The test role shifted from drafting to assessing quality, relevance, coverage and risk mitigation.

Maintaining oversight

The generated tests provided a strong starting point, but they still, critically, required expert human validation. While the tool was effective at producing a broad set of scenarios, some outputs were incomplete, overly generic or misaligned with the nuances of our expected behaviour. In several cases, it introduced edge cases that weren’t relevant, while overlooking domain‑specific conditions that were essential. As a result, each scenario needed to be reviewed to confirm its accuracy, relevance and overall value before it could be incorporated into our test suite.

We introduced a simple “Reviewed” label in order to tag, track and report on the tests the testers reviewed. This helped distinguish between generated content and validated content and ensured that AI-assisted tests were held to the same quality bar as those wholly created by professional testers.

Figure 2: Reviewing and confirming AI-generated test cases before approval.

Process fit

One of the most valuable aspects of this module is that the capability lives entirely within Xray. The generated tests were formatted as any standard Xray test case; they could be edited, organised, linked for traceability and executed using existing workflows, whether manual or BDD-based.
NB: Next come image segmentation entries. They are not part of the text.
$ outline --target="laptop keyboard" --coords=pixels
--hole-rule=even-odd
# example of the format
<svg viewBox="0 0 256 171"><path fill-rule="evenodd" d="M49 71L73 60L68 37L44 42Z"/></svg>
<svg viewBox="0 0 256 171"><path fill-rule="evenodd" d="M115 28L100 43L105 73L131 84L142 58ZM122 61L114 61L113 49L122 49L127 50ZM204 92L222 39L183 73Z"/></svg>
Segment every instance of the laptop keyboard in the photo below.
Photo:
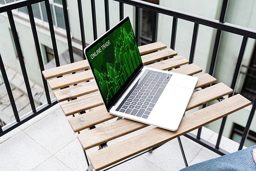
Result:
<svg viewBox="0 0 256 171"><path fill-rule="evenodd" d="M146 119L172 74L146 70L116 111Z"/></svg>

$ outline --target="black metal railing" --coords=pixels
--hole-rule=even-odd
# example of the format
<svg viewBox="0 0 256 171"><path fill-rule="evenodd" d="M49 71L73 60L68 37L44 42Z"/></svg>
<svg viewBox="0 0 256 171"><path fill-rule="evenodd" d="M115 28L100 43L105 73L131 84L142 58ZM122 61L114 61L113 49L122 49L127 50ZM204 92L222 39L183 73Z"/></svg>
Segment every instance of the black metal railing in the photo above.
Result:
<svg viewBox="0 0 256 171"><path fill-rule="evenodd" d="M121 19L124 17L124 5L128 5L135 7L135 36L136 37L136 41L137 44L141 40L140 39L140 9L146 9L154 12L154 17L155 18L154 19L155 22L154 27L153 28L153 35L152 41L155 42L157 40L157 18L158 14L162 14L166 15L167 16L170 16L173 17L173 25L172 28L170 28L172 29L172 33L170 35L170 48L173 49L175 49L175 43L176 39L176 33L177 31L177 23L179 19L183 19L186 21L189 21L194 23L194 27L193 30L193 34L191 40L191 45L190 47L190 55L189 55L189 63L191 63L193 62L194 57L195 57L195 52L196 50L196 47L197 45L197 35L199 30L199 28L201 25L206 26L209 28L214 28L217 29L217 33L215 37L215 41L214 43L214 47L213 48L212 54L211 56L211 59L210 66L210 69L207 72L212 76L214 76L215 70L215 67L216 66L216 61L217 57L218 56L219 49L220 48L220 44L221 40L221 37L222 33L223 31L227 32L228 33L232 33L236 35L241 35L243 37L242 42L241 42L241 48L240 50L239 54L238 54L238 59L236 64L236 69L233 75L233 78L232 80L232 83L231 85L231 88L234 89L236 88L236 85L237 82L238 78L240 73L240 68L241 66L242 61L243 59L243 57L244 55L246 43L248 38L251 38L253 39L256 39L256 30L244 28L243 27L234 25L231 24L227 23L225 22L225 16L227 11L227 6L228 5L228 0L224 0L222 7L221 9L221 15L219 20L213 19L208 18L205 18L204 17L201 17L196 15L191 14L190 13L181 12L178 10L174 10L169 9L165 7L160 6L157 5L147 3L145 2L139 1L139 0L111 0L115 1L119 3L119 18ZM110 13L109 13L109 0L104 0L104 10L105 10L105 30L106 31L110 29ZM9 96L10 101L11 101L12 106L13 106L13 110L14 111L14 115L15 116L16 122L13 123L8 127L4 127L3 130L0 129L0 136L2 136L8 132L10 131L12 129L18 126L20 124L22 124L26 121L30 119L31 118L34 116L39 114L42 111L50 108L51 106L56 104L57 102L56 100L54 100L53 101L51 101L50 99L50 96L49 95L49 91L48 89L46 81L42 77L42 79L44 81L44 86L45 87L45 90L46 94L47 95L47 98L48 104L45 105L41 106L40 109L37 109L36 110L34 107L33 99L32 96L30 92L31 90L30 89L29 82L27 79L27 75L26 72L26 67L23 62L23 60L22 59L22 53L20 50L20 45L18 41L18 39L17 38L17 35L16 33L15 23L13 22L13 18L12 16L12 14L11 10L14 9L20 8L22 7L27 6L28 8L28 11L29 12L29 15L30 18L30 21L31 25L31 28L32 28L32 32L34 36L35 46L36 49L36 52L37 54L37 57L38 58L38 62L40 65L40 69L41 72L44 70L44 65L42 61L42 57L40 54L40 47L38 44L38 40L36 33L36 26L35 24L35 22L33 19L33 12L31 10L31 5L33 4L38 3L40 2L45 2L46 8L47 9L47 16L49 24L49 30L51 34L52 42L53 45L53 51L54 53L55 60L56 63L56 66L59 66L59 59L58 58L58 51L57 49L57 46L56 42L56 39L54 34L54 29L53 27L53 24L52 19L51 18L51 10L49 5L49 2L48 0L23 0L17 1L14 3L12 3L5 5L3 6L0 7L0 13L4 12L7 12L8 13L8 16L10 20L10 24L11 25L12 32L13 33L13 37L14 37L16 49L18 52L18 55L19 57L19 61L20 63L20 66L23 70L23 74L24 77L24 79L25 82L26 82L26 87L27 88L28 94L30 97L30 104L32 109L32 112L31 112L31 114L29 117L26 117L26 118L19 118L17 112L16 111L16 109L15 105L15 102L13 100L13 96L12 94L11 90L10 88L10 84L8 82L8 78L5 76L5 83L6 84L6 88L8 92L8 95ZM95 0L91 0L91 10L92 10L92 18L83 18L83 10L81 6L81 0L77 0L78 2L78 9L79 17L79 24L80 28L81 31L81 45L82 45L82 48L86 47L86 34L84 33L83 20L84 19L90 19L92 20L92 28L93 31L93 37L94 39L97 38L97 27L96 25L96 6ZM71 62L74 61L74 57L73 55L72 51L72 39L70 34L70 29L69 28L69 23L68 19L68 15L67 11L67 7L66 0L62 0L62 5L63 9L63 13L65 20L65 25L67 32L67 38L68 41L68 45L70 52L70 61ZM1 52L0 52L1 53ZM83 56L84 59L84 56ZM2 59L2 58L1 58ZM1 61L0 61L1 62ZM1 72L2 75L5 77L6 75L6 73L4 68L3 62L0 63L0 67L1 68ZM233 94L229 95L229 97L232 96ZM220 100L224 100L224 98L221 98ZM239 149L242 149L246 137L248 135L249 132L249 129L250 125L251 123L252 120L252 117L253 116L254 113L255 113L256 108L256 100L254 99L253 104L252 108L250 113L250 115L247 120L247 123L246 124L245 131L244 132L241 141L240 142L240 146ZM202 108L205 108L207 104L203 105ZM211 149L211 151L221 155L224 155L228 153L225 151L223 149L221 149L219 147L220 143L221 140L221 137L222 135L222 133L224 130L224 127L225 126L225 122L226 120L226 117L224 117L222 122L222 124L220 129L220 132L219 133L219 137L218 138L217 142L216 144L214 144L209 143L209 142L202 139L201 138L201 129L199 129L198 134L197 135L194 135L191 133L188 133L186 134L185 136L190 139L197 142L197 143L207 147L208 148Z"/></svg>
There was no need to change roles, processes, or surrounding tooling. From a governance perspective, this significantly lowered the barrier to exploration and implementation for Test. It also made conversations with stakeholders simpler, as the new capability is an enhancement to an already approved test management tool, rather than introducing a new AI product.

As with any such capability, its use remains subject to appropriate security and privacy review, aligned with each client’s policies.

Insights from the evaluation

Exploring Xray’s AI Test Case Generator clarified where this capability fits within a modern testing workflow. It adds value at the beginning of test design, supports more focused review conversations and encourages earlier thinking about behaviour and coverage.

It showed that AI can be introduced in a way that remains familiar while operating within clear, well‑defined controls.

Potential areas of benefit

From our trial, a few areas stood out as having practical impact:

  • accelerating initial test coverage
  • improving consistency when stories are clearly defined
  • supporting earlier conversations around behaviour and expectations

Areas for future use

This exploration was not about adopting an AI trend. It was about understanding a new capability as it became available within a trusted toolset and assessing how it could enhance an existing test design process.

  1. Try it: Engage directly with the tool’s AI generation features using real-world scenarios.
  2. Observe it: Meticulously document the types of test cases generated, their relevance, and the speed of output.
  3. Understand it: Analyse the underlying logic and constraints of the AI, identifying its strengths and limitations in the context of our complex testing requirements.

The journey was simple; try it, observe it and understand it. Through that, we gained a clearer view of how AI can support QA work in a grounded, practical and confidence-building way. This exploration of Xray’s new AI Test Case Generator was fundamentally rooted in pragmatic assessment, rather than a mere embrace of a fleeting technology trend. Our objective was clear: to thoroughly understand this newly integrated capability within a familiar and trusted toolset, and to rigorously evaluate its potential to genuinely enhance and streamline our established test design process.

The methodology adopted for this investigation was intentionally simple and iterative:

By maintaining this focused, hands-on, and critical perspective throughout the journey, we successfully moved past the hype surrounding AI in QA. The outcome was a clearer, more grounded view of how this technology can tangibly support Quality Assurance work, not by replacing the skilled QA analyst, but by acting as an intelligent assistant. This approach has led to a practical, confidence-building understanding of AI’s role in test design, demonstrating its utility as a valuable enhancement – using AI to work smarter, not harder, truly embodying our value of human-centred excellence.